Yes, she knew Leah and Heath. Yes she remembered Heath's father. At this point though, she became very reserved and managed to repeatedly move the conversation away from his questions. She didn't want to tell him what he wanted to know. They sparred for a little while until he smiled at her and surrendered. He had spent too much time trying to get his way with Silas who would never say "No" and never give in.
"I can see you don't want to tell me about Heath's father. Let me tell you why I ask." He paused. He had admitted this to himself, but saying it out loud was proving to be more difficult than he had anticipated. He lived his life by what was said. Words for him had a great deal of value and these words more than most.
"I ask because I think Heath's father might be my father." He paused again. What did he want from this woman? "I want to know if you can tell me anything about what happened here twenty years ago that will help me know if that's the case." He guessed that was what he wanted. Some more proof of what he already knew. Proof that would convince his brother, he decided. Prove Heath's brotherhood to his other brother, who had not heard Rachel's testimony, seen the truth of what she said in her face.
"Oh, Miss Leah, she loved that man. She loved him so much but he left her. He had a family and he left her." The old woman nodded to herself and smiled slightly. "After he left her, she was so sad. Hadn't been for that baby, I think she would have died, she was so sad. But that baby. She loved that baby so much before he was ever born, and she never stopped loving him more than life itself," The old woman looked at him now and gave him a big smile. "He was an easy boy to love, our Heath."
"Do you know who the baby's father was?"
"I didn't know his name. I called him Mr. Tom, I don't recall his family name, just Mr. Tom."
Jarrod nodded. It had been a long time ago. He supposed to this old woman, it hadn't really mattered what the man's name was. He nodded his thanks. "Thank you for the coffee and your time."
"Will you see my Heath?" she asked.
"Yes, I will."
"You tell him to be careful and we love him." She smiled at him so kindly that in spite of his disappointment at her lack of information, he smiled back. Love and joy.
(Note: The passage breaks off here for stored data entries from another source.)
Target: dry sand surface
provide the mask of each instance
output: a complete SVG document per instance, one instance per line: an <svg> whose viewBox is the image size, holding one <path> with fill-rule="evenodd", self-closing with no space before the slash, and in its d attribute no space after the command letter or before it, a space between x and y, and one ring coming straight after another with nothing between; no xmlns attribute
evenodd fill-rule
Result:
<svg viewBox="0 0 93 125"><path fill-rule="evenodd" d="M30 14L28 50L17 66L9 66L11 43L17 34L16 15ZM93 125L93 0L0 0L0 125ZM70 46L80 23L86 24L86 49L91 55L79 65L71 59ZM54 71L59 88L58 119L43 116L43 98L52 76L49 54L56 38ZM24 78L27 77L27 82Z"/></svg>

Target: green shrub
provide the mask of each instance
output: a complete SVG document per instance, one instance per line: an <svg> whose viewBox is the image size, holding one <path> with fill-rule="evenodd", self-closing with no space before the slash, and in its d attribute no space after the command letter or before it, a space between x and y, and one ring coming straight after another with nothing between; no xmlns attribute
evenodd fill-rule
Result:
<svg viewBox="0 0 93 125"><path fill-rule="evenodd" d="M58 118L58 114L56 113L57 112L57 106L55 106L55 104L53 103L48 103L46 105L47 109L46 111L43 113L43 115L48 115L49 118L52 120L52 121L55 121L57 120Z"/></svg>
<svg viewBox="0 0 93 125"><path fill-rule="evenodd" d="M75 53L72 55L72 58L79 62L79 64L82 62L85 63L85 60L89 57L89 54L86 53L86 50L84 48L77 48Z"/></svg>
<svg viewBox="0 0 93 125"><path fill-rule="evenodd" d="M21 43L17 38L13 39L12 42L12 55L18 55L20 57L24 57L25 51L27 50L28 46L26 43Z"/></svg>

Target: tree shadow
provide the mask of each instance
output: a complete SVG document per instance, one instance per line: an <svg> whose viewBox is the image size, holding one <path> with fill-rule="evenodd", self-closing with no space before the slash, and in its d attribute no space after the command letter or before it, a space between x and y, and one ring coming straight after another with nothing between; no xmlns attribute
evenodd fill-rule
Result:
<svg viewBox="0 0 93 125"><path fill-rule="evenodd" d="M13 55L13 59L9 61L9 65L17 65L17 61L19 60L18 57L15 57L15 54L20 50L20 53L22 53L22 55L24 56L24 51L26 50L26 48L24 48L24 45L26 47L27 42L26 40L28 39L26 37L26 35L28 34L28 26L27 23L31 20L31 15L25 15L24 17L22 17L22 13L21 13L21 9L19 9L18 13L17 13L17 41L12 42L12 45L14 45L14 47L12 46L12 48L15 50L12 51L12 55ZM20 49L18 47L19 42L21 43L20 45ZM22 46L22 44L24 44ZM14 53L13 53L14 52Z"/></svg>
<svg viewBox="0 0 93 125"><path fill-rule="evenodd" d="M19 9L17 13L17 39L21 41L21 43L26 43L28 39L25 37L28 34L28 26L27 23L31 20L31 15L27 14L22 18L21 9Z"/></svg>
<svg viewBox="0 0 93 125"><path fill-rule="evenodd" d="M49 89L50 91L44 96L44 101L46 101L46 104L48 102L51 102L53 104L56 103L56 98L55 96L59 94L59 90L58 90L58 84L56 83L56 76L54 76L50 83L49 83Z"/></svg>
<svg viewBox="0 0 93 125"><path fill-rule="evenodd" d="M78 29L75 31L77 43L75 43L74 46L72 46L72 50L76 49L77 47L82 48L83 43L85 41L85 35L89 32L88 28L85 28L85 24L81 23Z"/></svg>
He tightened the cinch on Jingo and looked back down the street at the town. He considered stopping at the hotel but thought perhaps he had what he came for now. He knew the boy had been born in Strawberry and that Tom Barkley was almost certainly his father. He couldn't understand how it could be so. How his father could have done this thing, but he thought that was a problem for another day. The issue now was the boy back at the ranch. He turned the gelding and started the long ride home. His mother was waiting for him and what he now knew.